Tasty Keys
I'm not one of those synesthetes, those freaks who associate colors or odors with certain notes or keys (and whom should probably just all be killed). Nevertheless, like a lot of people (perfectly normal, healthy people who deserve to be allowed to live) I do feel each musical key naturally "harmonizes" with a certain emotional state. Even the tin-eared Nigel Tufnel knew that D-minor was the saddest of all keys.
Assigning boy band archtypes to the various keys would be really stupid. Nevertheless, I'm not going to do it. Instead, I offer this list. Others are urged to add their own opinions. Please don't take this too seriously; like almost everything I write here, it is offered as a stimulus for real thinking.
A final note: my opinions are heavily influenced by my main instrument, which is the voice. Singers have long noticed that certain notes are difficult for various voices to keep in tune. Choirs find certain keys problematic because of certain notes which predominate. Perhaps the worst key for choirs is F major; choir directors frequently transpose an a cappella piece in F up a half step, since it is in danger of transposing itself up (or more often, down) a half step on its own.

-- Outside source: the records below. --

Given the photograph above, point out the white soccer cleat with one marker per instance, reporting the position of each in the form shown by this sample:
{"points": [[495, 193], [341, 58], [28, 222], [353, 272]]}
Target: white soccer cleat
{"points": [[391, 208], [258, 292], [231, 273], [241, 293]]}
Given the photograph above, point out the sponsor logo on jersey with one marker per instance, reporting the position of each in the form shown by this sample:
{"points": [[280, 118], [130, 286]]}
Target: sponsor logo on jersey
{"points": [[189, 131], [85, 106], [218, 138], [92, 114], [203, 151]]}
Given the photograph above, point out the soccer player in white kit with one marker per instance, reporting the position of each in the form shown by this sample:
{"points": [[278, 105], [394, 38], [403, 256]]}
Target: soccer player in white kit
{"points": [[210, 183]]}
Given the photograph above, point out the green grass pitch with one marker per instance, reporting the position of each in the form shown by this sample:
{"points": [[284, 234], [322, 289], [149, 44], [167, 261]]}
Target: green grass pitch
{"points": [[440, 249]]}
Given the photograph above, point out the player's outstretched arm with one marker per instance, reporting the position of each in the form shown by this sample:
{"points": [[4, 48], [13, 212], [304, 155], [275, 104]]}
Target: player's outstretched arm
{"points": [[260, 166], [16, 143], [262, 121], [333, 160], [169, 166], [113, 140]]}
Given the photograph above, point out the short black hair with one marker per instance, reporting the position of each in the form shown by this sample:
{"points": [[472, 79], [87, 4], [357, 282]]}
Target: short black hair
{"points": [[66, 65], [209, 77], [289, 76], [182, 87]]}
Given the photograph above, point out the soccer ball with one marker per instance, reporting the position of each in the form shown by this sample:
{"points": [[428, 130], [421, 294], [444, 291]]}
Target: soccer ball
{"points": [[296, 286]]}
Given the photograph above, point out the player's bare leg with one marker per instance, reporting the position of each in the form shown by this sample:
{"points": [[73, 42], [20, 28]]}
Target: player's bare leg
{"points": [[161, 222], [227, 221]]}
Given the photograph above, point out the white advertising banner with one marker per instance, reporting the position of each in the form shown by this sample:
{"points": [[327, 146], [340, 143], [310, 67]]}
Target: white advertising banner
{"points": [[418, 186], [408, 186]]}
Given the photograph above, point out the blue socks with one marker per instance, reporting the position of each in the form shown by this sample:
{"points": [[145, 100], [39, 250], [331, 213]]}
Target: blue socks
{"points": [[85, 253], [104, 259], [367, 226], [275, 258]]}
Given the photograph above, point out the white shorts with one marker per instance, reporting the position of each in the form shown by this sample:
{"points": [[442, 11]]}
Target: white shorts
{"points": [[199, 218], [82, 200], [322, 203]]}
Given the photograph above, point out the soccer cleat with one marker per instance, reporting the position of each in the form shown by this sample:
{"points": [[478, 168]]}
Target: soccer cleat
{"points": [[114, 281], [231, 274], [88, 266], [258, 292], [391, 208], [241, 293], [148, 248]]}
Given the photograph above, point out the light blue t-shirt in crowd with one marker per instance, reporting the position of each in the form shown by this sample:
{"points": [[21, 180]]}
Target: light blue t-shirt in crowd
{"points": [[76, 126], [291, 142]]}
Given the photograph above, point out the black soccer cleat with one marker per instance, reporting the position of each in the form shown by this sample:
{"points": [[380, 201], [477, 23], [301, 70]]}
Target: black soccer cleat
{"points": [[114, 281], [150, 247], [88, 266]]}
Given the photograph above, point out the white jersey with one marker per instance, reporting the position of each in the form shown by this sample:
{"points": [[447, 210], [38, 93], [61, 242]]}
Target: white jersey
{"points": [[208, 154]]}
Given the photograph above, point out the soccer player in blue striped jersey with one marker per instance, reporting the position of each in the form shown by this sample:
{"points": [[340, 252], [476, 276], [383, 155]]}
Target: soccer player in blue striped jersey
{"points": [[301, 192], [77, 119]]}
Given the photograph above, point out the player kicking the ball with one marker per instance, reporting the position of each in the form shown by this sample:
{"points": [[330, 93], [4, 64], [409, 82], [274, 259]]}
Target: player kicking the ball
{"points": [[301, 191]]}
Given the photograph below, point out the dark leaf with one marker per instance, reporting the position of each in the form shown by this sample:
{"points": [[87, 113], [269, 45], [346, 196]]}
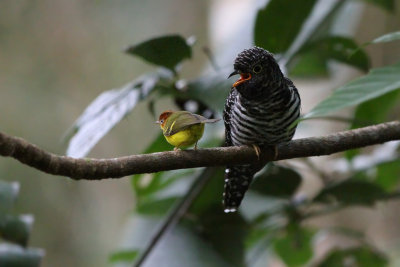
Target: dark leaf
{"points": [[226, 234], [106, 111], [166, 51], [352, 192], [362, 256], [8, 194], [339, 48], [124, 256], [295, 248], [277, 181], [16, 229], [182, 247], [211, 195], [377, 83], [278, 24], [214, 87], [15, 256]]}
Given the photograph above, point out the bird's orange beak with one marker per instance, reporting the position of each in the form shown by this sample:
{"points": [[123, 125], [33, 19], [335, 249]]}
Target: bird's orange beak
{"points": [[243, 77]]}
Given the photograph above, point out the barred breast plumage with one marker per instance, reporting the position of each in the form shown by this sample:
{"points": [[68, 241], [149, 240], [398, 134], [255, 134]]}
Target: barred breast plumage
{"points": [[260, 110]]}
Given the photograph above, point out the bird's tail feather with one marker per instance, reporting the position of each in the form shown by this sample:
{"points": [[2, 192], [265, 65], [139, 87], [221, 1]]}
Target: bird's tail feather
{"points": [[237, 181]]}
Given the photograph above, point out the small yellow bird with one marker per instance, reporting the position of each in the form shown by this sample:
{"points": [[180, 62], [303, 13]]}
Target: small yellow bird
{"points": [[182, 128]]}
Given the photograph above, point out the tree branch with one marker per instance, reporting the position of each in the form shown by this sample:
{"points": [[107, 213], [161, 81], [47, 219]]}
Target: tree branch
{"points": [[97, 169]]}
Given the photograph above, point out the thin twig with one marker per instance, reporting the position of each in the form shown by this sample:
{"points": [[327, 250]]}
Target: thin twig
{"points": [[97, 169]]}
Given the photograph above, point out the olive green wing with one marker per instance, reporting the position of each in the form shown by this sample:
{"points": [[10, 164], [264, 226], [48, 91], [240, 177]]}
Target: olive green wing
{"points": [[181, 120], [205, 120]]}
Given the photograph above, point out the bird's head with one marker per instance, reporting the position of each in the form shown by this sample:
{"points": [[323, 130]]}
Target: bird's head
{"points": [[258, 71], [162, 120]]}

| C major | classical | A minor | pure | |
| G major | wholesome | E minor | lonely, remote, ancient | |
| D major | optimisitc | B minor | serious | |
| A major | happy | F sharp minor | noble | |
| E major | lyrical | C sharp minor | desperate | |
| B major | frenetic | G sharp minor | really desperate | |
| F sharp major | manic | D sharp minor | who the heck writes music in D sharp minor? | |
| C sharp / D flat major* | gorgeous, complex | B flat minor | romantic | |
| A flat major | elegant | F minor | something between romantic and pedantic: call it prodamtic! No - call it Wagner! | |
| E flat major | earnest | C minor | pedantic | |
| B flat major | clumsy | G minor | stolid | |
| F major | it barks | D minor | on the sadness scale, this one goes to eleven |
*I recall reading somewhere that Scriabin, the crazy synesthete (who probably just should have been killed) would reportedly go violently nuts at the suggestion that C sharp major and D flat major were the same key. Scriabin, dude. I hope they had paper bags in Russia a hundred years ago, because you really needed to breathe into one for a while.

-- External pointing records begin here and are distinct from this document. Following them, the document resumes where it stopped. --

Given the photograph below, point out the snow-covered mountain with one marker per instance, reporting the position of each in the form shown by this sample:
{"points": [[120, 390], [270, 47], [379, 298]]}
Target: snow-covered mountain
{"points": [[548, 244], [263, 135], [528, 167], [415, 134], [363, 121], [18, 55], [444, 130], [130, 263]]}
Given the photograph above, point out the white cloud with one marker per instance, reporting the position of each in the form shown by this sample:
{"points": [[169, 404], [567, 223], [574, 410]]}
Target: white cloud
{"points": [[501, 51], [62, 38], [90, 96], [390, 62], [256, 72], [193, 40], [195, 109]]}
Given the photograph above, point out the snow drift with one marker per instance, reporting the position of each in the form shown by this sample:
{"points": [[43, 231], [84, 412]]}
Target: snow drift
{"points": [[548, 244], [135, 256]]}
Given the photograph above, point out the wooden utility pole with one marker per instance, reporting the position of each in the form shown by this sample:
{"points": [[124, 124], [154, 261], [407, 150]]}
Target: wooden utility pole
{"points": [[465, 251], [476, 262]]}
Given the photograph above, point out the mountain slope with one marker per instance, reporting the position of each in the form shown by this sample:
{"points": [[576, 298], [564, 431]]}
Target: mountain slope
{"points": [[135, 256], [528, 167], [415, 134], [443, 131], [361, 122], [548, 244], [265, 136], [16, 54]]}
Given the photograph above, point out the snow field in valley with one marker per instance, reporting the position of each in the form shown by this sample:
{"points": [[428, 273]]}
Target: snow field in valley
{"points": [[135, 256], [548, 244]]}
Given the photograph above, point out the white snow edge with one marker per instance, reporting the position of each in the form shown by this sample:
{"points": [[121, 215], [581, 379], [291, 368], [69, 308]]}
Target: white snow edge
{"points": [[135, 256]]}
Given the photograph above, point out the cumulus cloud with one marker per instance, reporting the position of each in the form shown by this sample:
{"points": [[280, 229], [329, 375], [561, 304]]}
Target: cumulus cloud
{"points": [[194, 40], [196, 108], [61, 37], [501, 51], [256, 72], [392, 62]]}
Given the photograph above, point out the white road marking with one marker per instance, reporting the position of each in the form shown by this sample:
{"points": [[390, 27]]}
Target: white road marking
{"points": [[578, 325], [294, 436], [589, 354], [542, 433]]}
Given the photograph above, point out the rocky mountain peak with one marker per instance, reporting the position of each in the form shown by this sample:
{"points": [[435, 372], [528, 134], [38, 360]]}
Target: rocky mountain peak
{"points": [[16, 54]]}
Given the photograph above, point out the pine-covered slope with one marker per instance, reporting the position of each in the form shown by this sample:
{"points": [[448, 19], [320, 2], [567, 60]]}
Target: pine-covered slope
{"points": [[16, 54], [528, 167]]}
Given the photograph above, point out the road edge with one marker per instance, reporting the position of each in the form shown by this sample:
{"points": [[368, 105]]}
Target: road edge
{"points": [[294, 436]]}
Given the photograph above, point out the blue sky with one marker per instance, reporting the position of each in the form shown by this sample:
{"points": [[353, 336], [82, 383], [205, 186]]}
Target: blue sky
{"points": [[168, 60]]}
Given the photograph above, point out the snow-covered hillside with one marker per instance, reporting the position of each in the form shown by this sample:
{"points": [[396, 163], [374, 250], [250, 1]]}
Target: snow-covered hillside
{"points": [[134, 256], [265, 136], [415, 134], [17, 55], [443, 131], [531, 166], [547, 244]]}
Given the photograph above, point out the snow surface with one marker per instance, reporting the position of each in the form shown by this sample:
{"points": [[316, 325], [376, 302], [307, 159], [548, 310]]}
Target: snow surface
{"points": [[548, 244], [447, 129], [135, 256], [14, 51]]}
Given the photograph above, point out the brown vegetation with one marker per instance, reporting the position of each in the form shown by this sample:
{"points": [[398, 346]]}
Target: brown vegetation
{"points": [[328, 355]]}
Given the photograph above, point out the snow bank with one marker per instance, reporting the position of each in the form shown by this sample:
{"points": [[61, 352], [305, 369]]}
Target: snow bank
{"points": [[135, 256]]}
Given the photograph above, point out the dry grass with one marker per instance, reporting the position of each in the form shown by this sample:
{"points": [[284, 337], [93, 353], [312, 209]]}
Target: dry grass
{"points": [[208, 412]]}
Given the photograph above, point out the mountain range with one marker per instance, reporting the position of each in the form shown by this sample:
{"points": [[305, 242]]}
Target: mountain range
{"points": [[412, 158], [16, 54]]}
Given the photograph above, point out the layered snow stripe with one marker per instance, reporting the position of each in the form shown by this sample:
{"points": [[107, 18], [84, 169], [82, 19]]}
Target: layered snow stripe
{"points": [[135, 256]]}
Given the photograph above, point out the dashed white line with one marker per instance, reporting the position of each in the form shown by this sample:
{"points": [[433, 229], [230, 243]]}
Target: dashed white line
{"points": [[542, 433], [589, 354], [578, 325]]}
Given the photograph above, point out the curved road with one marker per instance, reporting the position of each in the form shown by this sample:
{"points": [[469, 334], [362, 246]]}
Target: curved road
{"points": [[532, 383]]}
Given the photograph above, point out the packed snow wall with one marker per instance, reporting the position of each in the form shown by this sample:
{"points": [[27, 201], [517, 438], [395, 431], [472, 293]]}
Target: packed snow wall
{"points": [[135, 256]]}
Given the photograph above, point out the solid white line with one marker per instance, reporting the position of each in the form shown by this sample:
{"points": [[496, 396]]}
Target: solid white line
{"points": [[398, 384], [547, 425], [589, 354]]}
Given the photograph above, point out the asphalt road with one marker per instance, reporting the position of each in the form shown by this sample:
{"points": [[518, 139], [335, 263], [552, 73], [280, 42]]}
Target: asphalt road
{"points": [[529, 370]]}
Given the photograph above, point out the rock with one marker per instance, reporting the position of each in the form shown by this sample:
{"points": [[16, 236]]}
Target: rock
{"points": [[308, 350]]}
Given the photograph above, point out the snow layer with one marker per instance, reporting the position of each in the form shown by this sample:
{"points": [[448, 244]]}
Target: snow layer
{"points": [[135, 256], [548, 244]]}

Umie the Umlaut says, "ask your doctor about the Fredösphere!"

3 Comments:
Why "freak"? That makes no sense whatever.
When you think about it, ever since Bach and the Well-Tempered movement, every key is exactly like any other key. Transpose from b-flat minor to g-sharp minor, and unless you have perfect pitch (or almost-perfect), you can't tell the difference. (Unless, as a singer, you try to hit the high notes.)
The frequency of every note is 1.05xxx times the frequency of the note below it (twelfth root of 2).
What makes some keys different (I remember reading about "the sunny key of D major" (Brahms)? It turns out that orchestrally, what makes one key "sunnier" or "grander" than another is where the open strings are for that key.
I'm fascinated by what you say about choirs and F - especiallly the a capella part.
And of course, before Bach, C# and Db WERE different.
Bach did not invent or even use equal temperament. He wrote for the well-tempered keyboard, otherwise known as mean-tempered. In mean tempered tuning systems, each key is still different sounding, just not as extreme as just tuning or Pythagorean tuning. And even as far as the end of the 19th century many keyboards, especially organs, were constructed for nonequal tempered systems. And contemporary performers of period instruments use a variety of different tuning systems. String players prefer to play sharp keys, brass players prefer flat keys, and who the hell cares what woodwind players prefer. As for F major barking, I would rather say that it grooves like corduroy pants.
I would love to hear some contemporary music (what about a Madonna track ?!) written in these days of equal temperament, put into a non-equal tempered tuning. Even MIDI assumes that the world is only equal tempered; if you would like to try replaying a piece in an unequal tuning, you would have to retune nearly all of the notes.
The difference in feel I believe comes from the fact that in unequal tuning, some chords or intervals are a much better/much worse "fit" than the smeared-out error that results from equal tuning.